Les gardes accoururent, l’arme au poing et le regard mauvais. D’un simple coup de lame contre le métal, ils séparèrent les hommes les moins déterminés à se battre, mais durent ouvrir deux cachots avant que le sol ne se couvre d’hémoglobine. Si l’intervention dans le premier se passa sans accroc, celle dans le second fut bien plus compliqué. Dans un accès de confiance, un des soldats s’approcha au plus près des barreaux et l’un des prisonniers l’attira à lui par le collet. Les os craquèrent contre le métal froid. Ce fut le signal. Plusieurs sauvages se jetèrent sur les gardes désorientés par l’assaut. En quelques minutes, la plupart des grilles furent ouvertes et un flot de prisonniers se déversa dans l’étroit couloir. Rean fut de ceux-là. L’alarme retentissait déjà au-dehors. Une armée va accourir, s’effraya l’archer à qui l’attrait de liberté donnait des ailes. Et je n’ai pas d’arme !

Devant lui, les hommes perdaient la tête, assoiffés par le sang et la vengeance. Les quelques armements se trouvaient jalousement défendus tandis que les factions se battaient. D’une centaine de prisonnier, on passa à moins de cinquante et les cadavres jonchèrent bientôt la roche nue.

— Viens ! J’ai une idée, lança Chael en tirant Rean par le bras.

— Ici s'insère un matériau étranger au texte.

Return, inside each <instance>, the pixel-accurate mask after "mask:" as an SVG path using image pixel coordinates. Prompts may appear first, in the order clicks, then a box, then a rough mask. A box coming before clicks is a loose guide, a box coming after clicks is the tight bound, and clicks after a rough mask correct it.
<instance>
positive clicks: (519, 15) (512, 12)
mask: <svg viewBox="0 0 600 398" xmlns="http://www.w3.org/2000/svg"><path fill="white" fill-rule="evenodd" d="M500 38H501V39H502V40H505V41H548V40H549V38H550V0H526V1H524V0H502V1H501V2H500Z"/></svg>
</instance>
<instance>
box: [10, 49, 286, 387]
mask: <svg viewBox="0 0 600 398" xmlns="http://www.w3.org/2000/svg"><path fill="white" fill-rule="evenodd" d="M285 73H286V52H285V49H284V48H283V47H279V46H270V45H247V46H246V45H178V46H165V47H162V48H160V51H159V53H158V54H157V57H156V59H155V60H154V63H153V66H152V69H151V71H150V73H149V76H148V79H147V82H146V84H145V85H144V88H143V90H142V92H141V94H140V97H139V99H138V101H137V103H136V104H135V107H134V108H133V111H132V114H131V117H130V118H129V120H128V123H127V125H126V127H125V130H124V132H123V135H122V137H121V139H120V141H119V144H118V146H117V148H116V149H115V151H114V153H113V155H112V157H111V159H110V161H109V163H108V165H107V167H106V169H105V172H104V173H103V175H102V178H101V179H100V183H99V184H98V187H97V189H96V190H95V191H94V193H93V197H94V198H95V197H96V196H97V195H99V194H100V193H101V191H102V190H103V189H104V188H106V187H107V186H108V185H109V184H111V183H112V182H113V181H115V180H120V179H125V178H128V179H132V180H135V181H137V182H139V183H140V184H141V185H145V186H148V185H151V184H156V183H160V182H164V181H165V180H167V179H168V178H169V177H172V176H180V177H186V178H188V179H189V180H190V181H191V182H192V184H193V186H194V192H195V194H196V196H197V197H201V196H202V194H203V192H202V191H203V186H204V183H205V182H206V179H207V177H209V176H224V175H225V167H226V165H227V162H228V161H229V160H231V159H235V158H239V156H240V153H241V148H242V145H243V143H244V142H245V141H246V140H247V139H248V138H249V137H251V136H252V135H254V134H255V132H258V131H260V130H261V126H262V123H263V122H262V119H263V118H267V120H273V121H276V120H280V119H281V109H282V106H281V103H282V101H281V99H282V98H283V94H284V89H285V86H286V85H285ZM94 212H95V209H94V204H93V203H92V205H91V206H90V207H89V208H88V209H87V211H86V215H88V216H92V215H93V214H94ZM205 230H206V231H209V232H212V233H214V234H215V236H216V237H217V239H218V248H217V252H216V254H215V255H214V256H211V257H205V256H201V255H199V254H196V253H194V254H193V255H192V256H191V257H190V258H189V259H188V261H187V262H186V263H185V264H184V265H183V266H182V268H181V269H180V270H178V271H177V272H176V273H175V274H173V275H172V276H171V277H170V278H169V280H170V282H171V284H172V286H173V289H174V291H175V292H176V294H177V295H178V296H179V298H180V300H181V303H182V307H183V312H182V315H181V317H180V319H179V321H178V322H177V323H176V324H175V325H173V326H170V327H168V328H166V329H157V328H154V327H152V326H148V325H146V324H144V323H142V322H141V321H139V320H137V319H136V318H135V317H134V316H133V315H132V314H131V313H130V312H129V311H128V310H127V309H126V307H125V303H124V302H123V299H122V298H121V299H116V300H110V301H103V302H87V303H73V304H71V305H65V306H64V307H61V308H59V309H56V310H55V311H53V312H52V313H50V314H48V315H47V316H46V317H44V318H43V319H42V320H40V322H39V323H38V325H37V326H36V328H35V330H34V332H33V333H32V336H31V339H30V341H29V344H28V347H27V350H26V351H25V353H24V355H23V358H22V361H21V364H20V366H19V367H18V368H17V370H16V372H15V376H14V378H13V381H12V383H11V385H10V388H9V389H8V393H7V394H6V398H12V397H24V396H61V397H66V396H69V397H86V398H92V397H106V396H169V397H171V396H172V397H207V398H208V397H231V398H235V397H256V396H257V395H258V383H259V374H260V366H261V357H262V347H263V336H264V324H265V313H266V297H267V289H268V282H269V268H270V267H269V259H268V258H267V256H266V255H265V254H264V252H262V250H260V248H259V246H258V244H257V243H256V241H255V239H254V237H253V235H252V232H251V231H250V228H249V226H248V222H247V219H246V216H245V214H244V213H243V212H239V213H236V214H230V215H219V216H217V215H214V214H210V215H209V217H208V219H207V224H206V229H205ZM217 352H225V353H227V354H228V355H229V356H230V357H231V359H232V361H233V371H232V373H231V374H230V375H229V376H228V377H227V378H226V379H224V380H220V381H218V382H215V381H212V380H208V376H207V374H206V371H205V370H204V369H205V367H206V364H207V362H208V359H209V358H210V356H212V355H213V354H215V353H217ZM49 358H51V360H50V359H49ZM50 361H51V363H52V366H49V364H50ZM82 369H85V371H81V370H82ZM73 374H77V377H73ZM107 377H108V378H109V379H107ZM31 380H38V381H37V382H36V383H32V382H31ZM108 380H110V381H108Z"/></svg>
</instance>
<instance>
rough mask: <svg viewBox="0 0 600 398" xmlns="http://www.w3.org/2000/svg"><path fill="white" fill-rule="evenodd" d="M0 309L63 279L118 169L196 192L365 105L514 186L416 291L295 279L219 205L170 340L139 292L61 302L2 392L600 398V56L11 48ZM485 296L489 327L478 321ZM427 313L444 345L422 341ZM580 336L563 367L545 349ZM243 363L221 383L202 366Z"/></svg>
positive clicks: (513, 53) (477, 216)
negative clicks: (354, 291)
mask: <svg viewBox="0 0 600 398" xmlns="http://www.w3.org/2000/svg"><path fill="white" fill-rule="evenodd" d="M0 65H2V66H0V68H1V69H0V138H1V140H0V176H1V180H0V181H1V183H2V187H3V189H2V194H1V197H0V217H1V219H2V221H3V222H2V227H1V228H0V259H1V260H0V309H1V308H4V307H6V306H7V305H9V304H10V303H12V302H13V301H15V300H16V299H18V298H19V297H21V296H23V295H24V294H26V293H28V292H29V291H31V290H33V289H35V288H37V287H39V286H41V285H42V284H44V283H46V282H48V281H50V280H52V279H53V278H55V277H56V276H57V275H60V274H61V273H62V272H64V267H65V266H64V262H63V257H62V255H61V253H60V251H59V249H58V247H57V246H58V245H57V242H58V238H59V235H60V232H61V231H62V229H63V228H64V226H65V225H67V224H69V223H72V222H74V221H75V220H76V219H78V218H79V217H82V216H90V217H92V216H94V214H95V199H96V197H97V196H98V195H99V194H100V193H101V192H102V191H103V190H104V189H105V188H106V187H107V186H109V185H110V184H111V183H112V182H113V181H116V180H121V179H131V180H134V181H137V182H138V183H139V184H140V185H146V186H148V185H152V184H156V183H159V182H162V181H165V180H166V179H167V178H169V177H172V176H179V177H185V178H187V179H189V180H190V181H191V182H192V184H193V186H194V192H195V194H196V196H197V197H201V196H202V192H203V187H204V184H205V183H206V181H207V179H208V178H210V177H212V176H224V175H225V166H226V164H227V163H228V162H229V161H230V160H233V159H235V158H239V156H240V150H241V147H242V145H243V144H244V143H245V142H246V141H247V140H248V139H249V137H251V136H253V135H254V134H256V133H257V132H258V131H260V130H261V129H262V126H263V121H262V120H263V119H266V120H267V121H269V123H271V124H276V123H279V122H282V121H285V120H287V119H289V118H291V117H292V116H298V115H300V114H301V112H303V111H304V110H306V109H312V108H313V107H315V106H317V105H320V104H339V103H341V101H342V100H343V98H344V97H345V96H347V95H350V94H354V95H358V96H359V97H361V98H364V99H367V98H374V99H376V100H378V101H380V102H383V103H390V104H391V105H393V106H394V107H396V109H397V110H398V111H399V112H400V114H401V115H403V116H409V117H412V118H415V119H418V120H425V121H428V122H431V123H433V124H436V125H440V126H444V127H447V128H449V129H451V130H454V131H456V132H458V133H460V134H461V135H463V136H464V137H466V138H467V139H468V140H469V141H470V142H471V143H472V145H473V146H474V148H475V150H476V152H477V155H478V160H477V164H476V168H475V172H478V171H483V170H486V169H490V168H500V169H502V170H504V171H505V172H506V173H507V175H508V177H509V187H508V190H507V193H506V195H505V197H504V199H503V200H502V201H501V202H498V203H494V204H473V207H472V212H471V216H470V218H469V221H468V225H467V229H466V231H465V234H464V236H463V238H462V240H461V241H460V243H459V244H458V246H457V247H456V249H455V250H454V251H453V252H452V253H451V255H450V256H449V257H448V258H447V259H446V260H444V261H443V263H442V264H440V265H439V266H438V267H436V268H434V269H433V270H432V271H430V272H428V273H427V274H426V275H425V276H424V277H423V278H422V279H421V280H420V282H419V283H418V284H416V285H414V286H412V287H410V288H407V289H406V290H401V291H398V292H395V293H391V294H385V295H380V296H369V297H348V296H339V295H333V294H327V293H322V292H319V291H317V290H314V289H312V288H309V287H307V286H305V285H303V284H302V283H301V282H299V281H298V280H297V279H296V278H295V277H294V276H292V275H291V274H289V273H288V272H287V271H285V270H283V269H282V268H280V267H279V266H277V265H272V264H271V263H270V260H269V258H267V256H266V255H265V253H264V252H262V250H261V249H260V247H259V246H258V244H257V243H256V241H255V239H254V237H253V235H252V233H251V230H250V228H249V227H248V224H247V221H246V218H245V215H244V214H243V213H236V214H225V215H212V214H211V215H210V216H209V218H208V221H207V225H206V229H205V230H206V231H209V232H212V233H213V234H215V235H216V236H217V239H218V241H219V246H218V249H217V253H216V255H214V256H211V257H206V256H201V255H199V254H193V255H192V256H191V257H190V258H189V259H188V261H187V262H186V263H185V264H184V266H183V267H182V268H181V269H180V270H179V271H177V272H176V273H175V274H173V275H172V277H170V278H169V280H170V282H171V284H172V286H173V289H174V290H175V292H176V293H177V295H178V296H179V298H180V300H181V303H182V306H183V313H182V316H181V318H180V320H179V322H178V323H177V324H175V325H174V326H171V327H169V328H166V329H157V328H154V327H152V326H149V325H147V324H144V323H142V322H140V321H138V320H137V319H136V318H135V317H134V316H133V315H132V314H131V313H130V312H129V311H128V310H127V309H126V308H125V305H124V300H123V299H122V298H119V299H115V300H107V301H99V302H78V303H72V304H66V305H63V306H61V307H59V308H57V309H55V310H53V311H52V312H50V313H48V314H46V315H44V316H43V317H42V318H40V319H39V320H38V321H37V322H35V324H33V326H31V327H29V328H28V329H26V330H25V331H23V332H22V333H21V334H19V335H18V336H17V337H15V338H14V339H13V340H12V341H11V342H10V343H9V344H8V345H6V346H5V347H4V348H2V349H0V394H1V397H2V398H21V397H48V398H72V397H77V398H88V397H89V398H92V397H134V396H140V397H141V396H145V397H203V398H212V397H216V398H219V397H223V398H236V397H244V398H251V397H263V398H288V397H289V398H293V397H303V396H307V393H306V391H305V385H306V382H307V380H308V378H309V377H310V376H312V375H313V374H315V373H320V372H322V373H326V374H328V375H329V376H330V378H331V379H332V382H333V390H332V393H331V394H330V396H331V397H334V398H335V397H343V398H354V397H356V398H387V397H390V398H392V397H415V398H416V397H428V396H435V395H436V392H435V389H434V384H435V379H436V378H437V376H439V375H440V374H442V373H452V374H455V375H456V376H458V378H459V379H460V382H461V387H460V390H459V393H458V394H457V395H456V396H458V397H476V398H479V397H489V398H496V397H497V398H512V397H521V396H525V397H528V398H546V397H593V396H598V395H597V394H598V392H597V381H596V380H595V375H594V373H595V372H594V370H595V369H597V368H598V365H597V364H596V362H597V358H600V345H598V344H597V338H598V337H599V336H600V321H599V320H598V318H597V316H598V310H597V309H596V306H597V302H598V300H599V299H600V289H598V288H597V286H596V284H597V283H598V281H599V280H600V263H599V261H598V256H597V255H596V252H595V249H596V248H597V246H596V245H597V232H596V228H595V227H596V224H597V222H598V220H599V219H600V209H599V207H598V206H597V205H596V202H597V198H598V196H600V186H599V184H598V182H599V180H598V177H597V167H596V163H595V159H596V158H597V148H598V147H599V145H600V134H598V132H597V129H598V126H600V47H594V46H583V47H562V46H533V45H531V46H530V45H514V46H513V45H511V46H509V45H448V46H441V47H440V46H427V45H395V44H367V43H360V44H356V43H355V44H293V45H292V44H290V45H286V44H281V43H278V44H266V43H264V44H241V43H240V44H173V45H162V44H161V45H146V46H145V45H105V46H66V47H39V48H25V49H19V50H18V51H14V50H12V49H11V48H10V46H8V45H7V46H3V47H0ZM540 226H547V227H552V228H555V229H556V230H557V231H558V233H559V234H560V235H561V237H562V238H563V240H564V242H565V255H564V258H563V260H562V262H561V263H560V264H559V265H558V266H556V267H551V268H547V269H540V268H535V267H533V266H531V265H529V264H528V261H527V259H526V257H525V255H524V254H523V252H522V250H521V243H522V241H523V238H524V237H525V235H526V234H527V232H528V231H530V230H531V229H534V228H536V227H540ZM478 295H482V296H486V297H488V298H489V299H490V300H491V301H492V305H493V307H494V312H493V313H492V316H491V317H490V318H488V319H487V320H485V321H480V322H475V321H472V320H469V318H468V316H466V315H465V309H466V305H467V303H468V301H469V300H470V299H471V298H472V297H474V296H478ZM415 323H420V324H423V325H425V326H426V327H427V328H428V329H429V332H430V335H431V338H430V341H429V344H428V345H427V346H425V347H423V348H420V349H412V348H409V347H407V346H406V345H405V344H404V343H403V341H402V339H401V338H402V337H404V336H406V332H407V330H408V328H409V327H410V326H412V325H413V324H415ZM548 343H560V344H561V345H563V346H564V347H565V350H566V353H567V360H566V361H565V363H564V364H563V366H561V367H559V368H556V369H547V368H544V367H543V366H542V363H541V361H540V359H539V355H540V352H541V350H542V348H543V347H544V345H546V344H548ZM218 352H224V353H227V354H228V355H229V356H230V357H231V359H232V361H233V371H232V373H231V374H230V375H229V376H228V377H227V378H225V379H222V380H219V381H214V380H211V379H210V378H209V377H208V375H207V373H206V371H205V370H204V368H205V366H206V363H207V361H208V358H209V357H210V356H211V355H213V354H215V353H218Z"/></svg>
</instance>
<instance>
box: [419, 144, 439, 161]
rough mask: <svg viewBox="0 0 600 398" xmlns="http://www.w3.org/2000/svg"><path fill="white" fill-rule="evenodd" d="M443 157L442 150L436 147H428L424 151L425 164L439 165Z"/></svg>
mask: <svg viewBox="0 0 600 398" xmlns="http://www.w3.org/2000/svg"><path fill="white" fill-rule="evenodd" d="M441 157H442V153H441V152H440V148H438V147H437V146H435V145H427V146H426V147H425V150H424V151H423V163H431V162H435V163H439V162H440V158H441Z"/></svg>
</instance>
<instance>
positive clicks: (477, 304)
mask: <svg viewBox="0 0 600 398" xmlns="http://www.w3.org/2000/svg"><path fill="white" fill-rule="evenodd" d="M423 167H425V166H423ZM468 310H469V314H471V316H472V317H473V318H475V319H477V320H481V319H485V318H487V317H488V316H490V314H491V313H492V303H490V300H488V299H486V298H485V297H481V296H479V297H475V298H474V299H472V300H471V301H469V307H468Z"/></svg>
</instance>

Les deux garçons se dirigèrent vers le fond de la prison et ce dernier le stoppa :

— Arrête, tu vas dans le mauvais sens ! Il n’y a qu’une sortie !

— Fais-moi confiance. Au-dessus de notre tête y’a les cellules pour les… femmes, expliqua-t-il après un temps. À chaque extrémités, les couloirs sont reliés deux à deux. Peut-être pourra-t-on se faufiler derrière les soldats s’ils chargent dans la prison.

Rean acquiesça. Il avait noté l’escalier qui grimpait à colimaçon. Avec de la chance, ça pouvait fonctionner.

— Sans arme ? s’entendit-il dire plutôt.

— T’en veux une ? Passe devant, répondit Chael en désignant les combats du menton. Je t’offre une porte de sortie, c’est ma façon de dire merci.

— Trop aimable, railla Rean qui délaissa les combats et s’élança vers la porte de bois qui fermait l’entrée de l’escalier.

Chael eu beau s’énerver de tout son poids, le pan ne bougea pas.

— Merde, elle est fermée à clé et elle est bien trop solide pour espérer la briser d’un coup d’épaule.

— Si je n’avais rien qu’une courte lame, je pourrais crocheter la serrure, s’énerva Rean en regardant au travers du trou. C’est une ouverture basique.

— Il t’irais, lui ? demanda Chael en lui présentant un court poignard à la lame émoussée. Le rouge lui montait aux joues.